China Real Estate Crisis Spreads
Concerns Over Capital Outflow from Emerging Markets if US and UK Raise Interest Rates

Fed Warns "China's Hengda, Global Economic Risk... Emerging Markets Liquidity Crisis" [Image source=Reuters Yonhap News]


[Asia Economy Reporter Kim Suhwan] The U.S. Federal Reserve (Fed) has warned that China's real estate-driven economic crisis could threaten the global financial system. The Fed also expressed concerns that interest rate hikes in advanced economies such as the U.S. and the U.K. could trigger capital outflows from emerging markets. The Fed Vice Chair hinted at the possibility of an interest rate increase by the end of next year.


In its semiannual Financial Stability Report released on the 8th (local time), the Fed stated, "China's real estate sector poses some risk factors to the U.S. financial system," adding, "Considering the size of China's economy and its trade relations with other countries, a liquidity crisis within China could contract the global financial market."


This implies that the liquidity crisis spreading across the real estate sector, including Evergrande Group which is facing bankruptcy with debts exceeding 300 trillion won, could spill over into the global economy.


The Fed added in the report, "The debt levels of Chinese industries and local governments are substantial," and warned, "If the liquidity crisis in China's real estate sector spreads to the financial industry, or if there is a sharp adjustment in real estate prices or increased risk sensitivity among investors, the entire Chinese financial system will come under pressure."


The Fed particularly warned about liquidity crises in emerging markets with increased debt levels. The report noted that emerging markets with high debt ratios could pose risks to the global financial system, stating, "If a tightening environment arises due to interest rate hikes in advanced economies and increased risk sensitivity among investors, it could raise debt costs for emerging market governments and companies, leading to capital outflows."
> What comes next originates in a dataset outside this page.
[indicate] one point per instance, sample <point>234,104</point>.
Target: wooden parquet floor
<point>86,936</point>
Regarding the domestic macroeconomic situation, the Fed also expressed concerns about economic contraction due to potential interest rate hikes. The report projected, "A sharp increase in interest rates will trigger a massive adjustment in high-risk assets," and "With expected declines in housing demand and prices, borrowing costs for companies will rise, leading to reduced new hiring and investment."


The Fed also raised concerns about volatility risks in high-risk assets. It warned, "(High-risk) assets are vulnerable to factors such as the COVID-19 situation, changes in risk sensitivity, and slowing economic recovery," and cautioned that if the economy shifts into a downturn phase, these assets could experience sharp declines.


Earlier, the Fed had effectively embarked on unlimited quantitative easing immediately after the outbreak of the COVID-19 pandemic, providing abundant liquidity to the market, which led to a surge in asset prices and created bubble risks.


The Fed also diagnosed that the rise of stablecoins (cryptocurrencies pegged to fiat currencies) could pose threats to financial stability. The report analyzed, "Stablecoin assets are vulnerable to bank runs (massive deposit withdrawals)," and "These risks will worsen due to a lack of transparency and governance standards."


Meanwhile, Fed Vice Chair Richard Clarida hinted at the possibility of an interest rate hike before the end of next year, citing rapid economic recovery and sustained high inflation.


At an online event hosted by the Brookings Institution that day, he said, "We are still far from the stage of considering rate hikes," but added, "I believe the necessary conditions for a rate increase will be met by the end of 2022."